Core Agents and Responsibilities
Agent Type Functionality Technology
Document Verification Agent Extracts and validates KYC/KYB documents, registration certificates, tax IDs, and licenses. AI based entity extraction & document parsing
Business Context Agent Reviews the applicant's business description and pitch to verify legitimacy and category alignment. AI reasoning & context validation
Adverse Media Agent Performs media and sanctions screening, searching the entire web using natural language understanding to flag negative mentions or regulatory issues. AI reasoning with sentiment and entity context
Fraud Detection Model Evaluates application patterns, device fingerprints, and behavioral signals to detect anomalies. ML based risk scoring
Orchestration Layer Coordinates parallel or sequential checks depending on intermediate results. For instance, high fraud scores halt further downstream checks. AI workflow control & rules layer

Each AI agent interacts through a decisioning API, ensuring explainability and consistent decision flow.

2. Continuous Learning & Governance

Feedback Loop

Feedback from manual reviews is fed back into model retraining loops, continuously improving the precision of the agents.

Audit Trail

Decision explanations are logged and auditable to meet regulatory transparency requirements.

AI Governance

The system operates under a controlled AI governance framework, ensuring every automated action remains traceable and compliant.

Specific Problems Identified

  • - Instant business account creation for low-risk applicants
  • - Real-time risk scoring and compliance validation
  • - Exception management dashboard for compliance analysts
  • - Scalable onboarding operations without proportional team growth

Results and Impact

The deployment fundamentally transformed the client's onboarding process.

Impact Area Before After
Onboarding Time ~1 week Few minutes
Automation Rate 35% applications auto-decisioned 90% auto-decisioned
Manual Review Scope Full-application verification Only flagged edge cases
Operational Efficiency Linear scaling of team with growth Flat ops team even as volume scales
Decision Consistency Varies by human reviewer Standardized AI-driven evaluation
Drop-offs High, due to long turnaround Significantly reduced

Qualitative Outcomes

Accuracy

Improved accuracy and trustworthiness consistent decision logic removed human interpretation bias

Compliance

Reduced compliance backlog instant checks free up compliance officers for complex cases

Scalability

Enabled the client to handle exponential growth without proportional hiring

Executive Insight

"What used to take a week of back-and-forth and manual verification is now handled in minutes.

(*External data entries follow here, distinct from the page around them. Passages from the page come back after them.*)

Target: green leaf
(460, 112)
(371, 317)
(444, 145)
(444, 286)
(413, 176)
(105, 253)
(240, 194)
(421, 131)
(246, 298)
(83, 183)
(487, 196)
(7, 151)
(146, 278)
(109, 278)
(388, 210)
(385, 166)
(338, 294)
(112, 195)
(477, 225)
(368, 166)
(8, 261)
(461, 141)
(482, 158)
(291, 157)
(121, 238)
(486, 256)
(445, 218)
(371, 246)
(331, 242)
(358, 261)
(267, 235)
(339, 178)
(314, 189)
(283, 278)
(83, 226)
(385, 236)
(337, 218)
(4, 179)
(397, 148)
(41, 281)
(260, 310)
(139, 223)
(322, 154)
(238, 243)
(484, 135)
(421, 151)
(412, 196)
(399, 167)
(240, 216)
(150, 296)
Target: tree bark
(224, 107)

The AI agents don't just automate they reason, ensuring every decision is consistent and auditable."

Conclusion

By deploying an AI agent ecosystem, fintech transformed a resource-intensive, manual onboarding process into a real-time, automated, and intelligent verification engine.

With 90% of cases now fully automated, onboarding is faster, more reliable, and seamlessly scalable empowering compliance, operations, and customer experience teams alike.

This initiative illustrates how LLM-driven automation can create operational leverage achieving both speed and trust at scale in financial onboarding.